Swapan Dasgupta (born 3 October 1955) is an Indian journalist and politician. He is influential within the Indian right wing, writing columns for leading English dailies espousing Hindu nationalism. He is a nominated member of the Rajya Sabha. In 2015, Dasgupta was conferred with the Padma Bhushan for his contribution to literature and education.

Early life and education 
Dasgupta was born into a Bengali Baidya family on 3 October 1955 in Calcutta, West Bengal. He received his schooling from St. Paul's School and La Martiniere Calcutta before graduating from St. Stephen's College in 1975. He earned his MA and Ph.D. from the School of Oriental and African Studies and returned to India briefly in 1979 to take up a management position at Calcutta Chemical Company, a family.
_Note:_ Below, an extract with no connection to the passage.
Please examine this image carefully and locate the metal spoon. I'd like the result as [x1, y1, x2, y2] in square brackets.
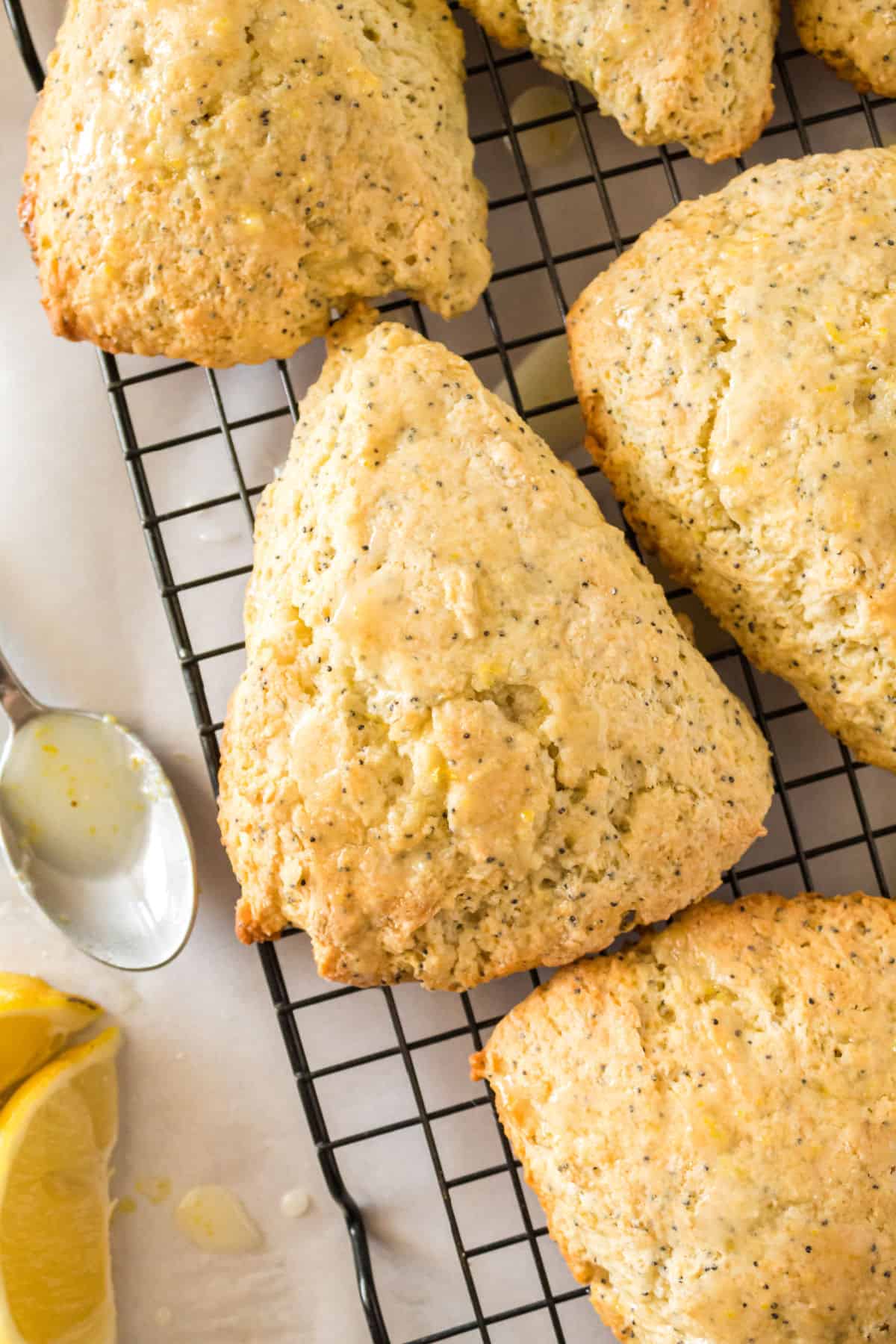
[0, 653, 197, 971]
However, within a year, Dasgupta returned to the United Kingdom as a Junior Research Fellow at Nuffield College, Oxford, where he taught and researched South Asian Politics. During this time, an excerpt from his thesis concerning the intersectionality of local politics in the Midnapur district was published in one of the Subaltern Studies volumes.

Career
Dasgupta has served in editorial positions over several English dailies in India including The Indian Express, The Times of India, The Statesman, India Today et cetera. He is a frequent guest on news channels in English-language debates on Indian politics and international affairs.

In February 2015, Swapan Dasgupta was appointed on the Board of Directors of Larsen and Toubro as a nominee of the Unit Trust of India. He stepped down from Directorship of Larsen and Toubro upon being appointed to the Rajya Sabha.

In 2019, he published Awakening Bharat Mata: The Political Beliefs of the Indian Right.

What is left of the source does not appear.